Uitspraak
18.1941 PW
BESLISSING
- bevestigt de aangevallen uitspraak;
- wijst het verzoek om schadevergoeding af.
Centrale Raad van Beroep
In deze zaak heeft de Centrale Raad van Beroep op 25 augustus 2020 uitspraak gedaan in hoger beroep tegen een eerdere uitspraak van de rechtbank Roermond. De appellant, die bijstand ontving op grond van de Wet werk en bijstand (WWB), had een verzoek ingediend om herziening van een besluit van het college van burgemeester en wethouders van Sittard-Geleen. Dit besluit, genomen op 3 december 2014, hield in dat de bijstand van appellant en zijn echtgenote was ingetrokken en dat er kosten van bijstand teruggevorderd zouden worden. De reden hiervoor was dat de echtgenote van appellant in de betreffende periodes geen verblijfsstatus meer had.
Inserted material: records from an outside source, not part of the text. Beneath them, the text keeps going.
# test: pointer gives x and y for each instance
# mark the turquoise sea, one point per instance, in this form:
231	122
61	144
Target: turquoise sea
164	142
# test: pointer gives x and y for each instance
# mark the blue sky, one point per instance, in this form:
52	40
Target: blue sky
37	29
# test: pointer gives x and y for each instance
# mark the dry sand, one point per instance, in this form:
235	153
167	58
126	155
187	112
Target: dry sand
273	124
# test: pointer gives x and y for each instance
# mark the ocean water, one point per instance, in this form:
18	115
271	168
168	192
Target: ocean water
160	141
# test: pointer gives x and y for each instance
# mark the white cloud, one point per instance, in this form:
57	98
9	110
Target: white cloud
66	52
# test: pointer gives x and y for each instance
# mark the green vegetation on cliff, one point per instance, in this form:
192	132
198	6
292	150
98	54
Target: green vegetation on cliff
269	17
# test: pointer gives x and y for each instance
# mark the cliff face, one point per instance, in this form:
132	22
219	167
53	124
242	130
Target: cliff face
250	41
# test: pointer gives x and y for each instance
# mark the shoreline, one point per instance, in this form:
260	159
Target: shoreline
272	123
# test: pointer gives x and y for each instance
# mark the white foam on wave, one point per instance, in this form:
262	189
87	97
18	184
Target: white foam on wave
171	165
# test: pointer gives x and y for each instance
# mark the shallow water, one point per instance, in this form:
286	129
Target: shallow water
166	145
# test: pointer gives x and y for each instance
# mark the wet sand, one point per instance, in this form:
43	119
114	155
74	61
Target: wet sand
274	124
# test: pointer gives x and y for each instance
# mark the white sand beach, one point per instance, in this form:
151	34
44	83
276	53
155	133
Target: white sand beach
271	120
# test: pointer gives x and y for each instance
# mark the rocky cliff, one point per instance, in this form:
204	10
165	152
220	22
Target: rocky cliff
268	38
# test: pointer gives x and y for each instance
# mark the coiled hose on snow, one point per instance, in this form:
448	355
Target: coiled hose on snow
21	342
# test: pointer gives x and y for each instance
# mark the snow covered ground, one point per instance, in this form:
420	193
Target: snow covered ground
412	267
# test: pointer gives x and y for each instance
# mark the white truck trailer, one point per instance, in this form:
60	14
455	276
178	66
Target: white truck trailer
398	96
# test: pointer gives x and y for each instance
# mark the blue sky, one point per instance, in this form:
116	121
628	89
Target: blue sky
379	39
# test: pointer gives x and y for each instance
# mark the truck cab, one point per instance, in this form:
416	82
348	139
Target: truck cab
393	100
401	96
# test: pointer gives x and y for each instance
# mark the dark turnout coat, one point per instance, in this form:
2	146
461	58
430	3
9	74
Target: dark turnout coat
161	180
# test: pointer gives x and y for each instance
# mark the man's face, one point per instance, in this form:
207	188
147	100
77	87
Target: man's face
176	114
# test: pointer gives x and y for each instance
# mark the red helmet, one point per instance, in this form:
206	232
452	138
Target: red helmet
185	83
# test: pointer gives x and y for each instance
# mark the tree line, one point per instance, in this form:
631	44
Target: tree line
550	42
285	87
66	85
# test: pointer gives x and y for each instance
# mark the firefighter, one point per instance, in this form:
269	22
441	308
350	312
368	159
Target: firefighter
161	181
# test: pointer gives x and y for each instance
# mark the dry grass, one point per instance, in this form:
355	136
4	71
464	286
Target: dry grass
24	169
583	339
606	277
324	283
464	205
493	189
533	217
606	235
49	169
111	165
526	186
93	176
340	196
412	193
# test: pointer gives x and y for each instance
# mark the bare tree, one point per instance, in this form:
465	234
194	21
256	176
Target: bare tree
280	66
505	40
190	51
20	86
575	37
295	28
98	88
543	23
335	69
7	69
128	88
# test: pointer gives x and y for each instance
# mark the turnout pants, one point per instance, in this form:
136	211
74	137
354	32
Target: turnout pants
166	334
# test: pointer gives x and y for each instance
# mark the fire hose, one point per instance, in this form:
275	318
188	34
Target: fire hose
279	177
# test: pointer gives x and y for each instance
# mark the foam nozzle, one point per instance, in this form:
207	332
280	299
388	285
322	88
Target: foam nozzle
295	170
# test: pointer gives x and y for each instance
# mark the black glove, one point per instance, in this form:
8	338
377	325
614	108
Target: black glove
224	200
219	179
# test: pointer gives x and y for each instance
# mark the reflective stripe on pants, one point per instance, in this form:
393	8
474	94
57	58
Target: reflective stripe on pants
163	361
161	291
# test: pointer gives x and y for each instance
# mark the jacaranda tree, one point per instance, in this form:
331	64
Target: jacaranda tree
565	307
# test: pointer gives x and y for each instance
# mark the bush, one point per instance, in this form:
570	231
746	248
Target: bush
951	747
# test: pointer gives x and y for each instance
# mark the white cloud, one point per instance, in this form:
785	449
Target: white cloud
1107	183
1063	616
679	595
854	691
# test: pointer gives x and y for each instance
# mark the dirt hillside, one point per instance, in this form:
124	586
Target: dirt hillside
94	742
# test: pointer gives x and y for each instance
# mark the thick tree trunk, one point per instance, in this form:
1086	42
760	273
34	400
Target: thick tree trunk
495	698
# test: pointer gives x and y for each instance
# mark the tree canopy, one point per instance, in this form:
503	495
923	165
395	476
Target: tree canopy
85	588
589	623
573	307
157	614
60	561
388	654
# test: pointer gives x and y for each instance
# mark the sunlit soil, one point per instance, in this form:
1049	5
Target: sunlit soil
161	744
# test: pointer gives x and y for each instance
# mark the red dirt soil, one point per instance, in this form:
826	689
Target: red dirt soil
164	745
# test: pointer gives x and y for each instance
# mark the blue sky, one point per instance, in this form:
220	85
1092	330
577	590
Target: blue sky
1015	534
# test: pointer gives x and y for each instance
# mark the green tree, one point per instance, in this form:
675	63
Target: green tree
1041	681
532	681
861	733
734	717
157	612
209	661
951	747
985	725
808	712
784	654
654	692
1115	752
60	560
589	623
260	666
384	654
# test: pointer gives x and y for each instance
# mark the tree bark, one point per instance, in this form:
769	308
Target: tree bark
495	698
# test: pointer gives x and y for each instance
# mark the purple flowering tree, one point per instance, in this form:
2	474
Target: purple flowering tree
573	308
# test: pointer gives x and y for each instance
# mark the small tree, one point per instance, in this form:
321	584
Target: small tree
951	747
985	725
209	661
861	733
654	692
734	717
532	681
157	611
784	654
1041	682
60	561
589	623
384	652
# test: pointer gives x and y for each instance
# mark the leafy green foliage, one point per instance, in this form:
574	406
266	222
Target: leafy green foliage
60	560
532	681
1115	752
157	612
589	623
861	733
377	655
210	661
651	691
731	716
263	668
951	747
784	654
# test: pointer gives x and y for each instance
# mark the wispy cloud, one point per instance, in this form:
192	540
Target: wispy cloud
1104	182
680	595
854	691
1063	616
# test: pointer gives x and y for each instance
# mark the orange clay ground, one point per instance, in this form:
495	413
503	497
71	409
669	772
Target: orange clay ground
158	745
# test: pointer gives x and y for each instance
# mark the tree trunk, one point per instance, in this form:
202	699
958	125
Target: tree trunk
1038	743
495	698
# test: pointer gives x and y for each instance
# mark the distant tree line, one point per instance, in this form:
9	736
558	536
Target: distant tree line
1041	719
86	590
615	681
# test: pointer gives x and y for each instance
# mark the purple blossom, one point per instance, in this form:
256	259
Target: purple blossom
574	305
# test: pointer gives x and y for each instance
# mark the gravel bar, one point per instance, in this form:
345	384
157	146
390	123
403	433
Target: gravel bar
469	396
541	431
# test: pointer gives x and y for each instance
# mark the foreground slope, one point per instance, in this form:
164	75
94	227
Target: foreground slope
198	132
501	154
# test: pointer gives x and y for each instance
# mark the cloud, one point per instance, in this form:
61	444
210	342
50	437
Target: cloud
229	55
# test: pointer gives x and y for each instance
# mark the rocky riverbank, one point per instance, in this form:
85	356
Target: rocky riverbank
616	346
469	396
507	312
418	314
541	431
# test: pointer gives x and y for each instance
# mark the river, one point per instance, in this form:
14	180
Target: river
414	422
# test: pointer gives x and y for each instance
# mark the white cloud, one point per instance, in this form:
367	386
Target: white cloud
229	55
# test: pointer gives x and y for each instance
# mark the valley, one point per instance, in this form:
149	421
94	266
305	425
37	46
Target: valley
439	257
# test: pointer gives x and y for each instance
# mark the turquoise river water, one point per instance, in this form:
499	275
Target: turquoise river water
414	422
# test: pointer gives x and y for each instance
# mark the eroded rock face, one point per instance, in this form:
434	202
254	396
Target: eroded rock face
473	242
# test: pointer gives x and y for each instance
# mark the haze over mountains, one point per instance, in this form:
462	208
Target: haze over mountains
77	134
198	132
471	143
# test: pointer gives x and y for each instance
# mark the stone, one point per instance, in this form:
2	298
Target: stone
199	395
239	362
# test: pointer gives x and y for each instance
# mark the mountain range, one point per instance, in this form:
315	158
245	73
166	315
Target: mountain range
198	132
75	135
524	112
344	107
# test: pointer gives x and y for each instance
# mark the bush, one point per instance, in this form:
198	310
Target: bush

Appellant verzocht op 2 maart 2017 om herziening van dit besluit, stellende dat de Immigratie en Naturalisatie Dienst (IND) in eerste instantie niet de juiste informatie had verstrekt over de verblijfsstatus van zijn echtgenote. Na onderzoek door het college bleek dat de echtgenote in de periode van 14 juni 2011 tot 2 december 2011 wel degelijk recht had op bijstand. Het college herzag het besluit voor deze periode, maar handhaafde het besluit voor de andere periodes.
De rechtbank verklaarde het beroep van appellant ongegrond, waarop appellant in hoger beroep ging. De Centrale Raad van Beroep oordeelde dat het college het verzoek om herziening inhoudelijk had beoordeeld en dat de rechtbank dit niet ten onrechte had nagelaten. De Raad bevestigde de uitspraak van de rechtbank en wees het verzoek om schadevergoeding af. De Raad concludeerde dat er geen nieuw gebleken feiten of veranderde omstandigheden waren die aanleiding gaven tot een andere beslissing.